Currently CRTR-D is an untreatable disease and the pathogenic mechanism is not entirely clear. Recent evidence proposed the new role of creatine as neuromodulator or neurotransmitter based on the prediction that cerebral creatine deficiency in CRTR-D derives from a failure of creatine recycling following release [27]. Creatine depletion in the brain may reduce the white matter brain volume and thus affect the cognitive ability [28]. A mouse model of CRTR-D has revealed that Cr deficiency in the cerebral cortex and hippocampus regions is apparent in the cognitive defects.

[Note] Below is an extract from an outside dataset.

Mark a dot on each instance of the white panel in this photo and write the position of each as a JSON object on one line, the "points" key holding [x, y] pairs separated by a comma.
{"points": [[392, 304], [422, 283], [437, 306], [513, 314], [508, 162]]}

Endogenous uptake of creatine does not compensate for the loss of creatine in the mouse or human brain [29, 30]. RNA sequencing has suggested that SLC6A8 mutation will result in gene expression alterations, especially genes encoding components of the extracellular matrix or cell structure. Dysfunctional extracellular matrix molecules in SLC6A8-deficient neurons are related to neurodegenerative disorders, learning and epilepsy [31]. The restoration of the extracellular matrix could become a therapeutic breakthrough for CRTR-D.

Conclusion

In conclusion, a novel missense mutation, c.1181C > A (p.Thr394Lys), in the SLC6A8 gene was detected in a Chinese family through targeted exome sequencing. The diagnosis of CRTR-D was confirmed by urinary creatine/creatinine measurement as well as MRS of the brain. The combination of targeted exome sequencing with systematic clinical evaluation of patients used in suspected genetic disorders may improve diagnostic yield, assist in the medical care of patients and offer genetic counseling and prenatal diagnosis for family members.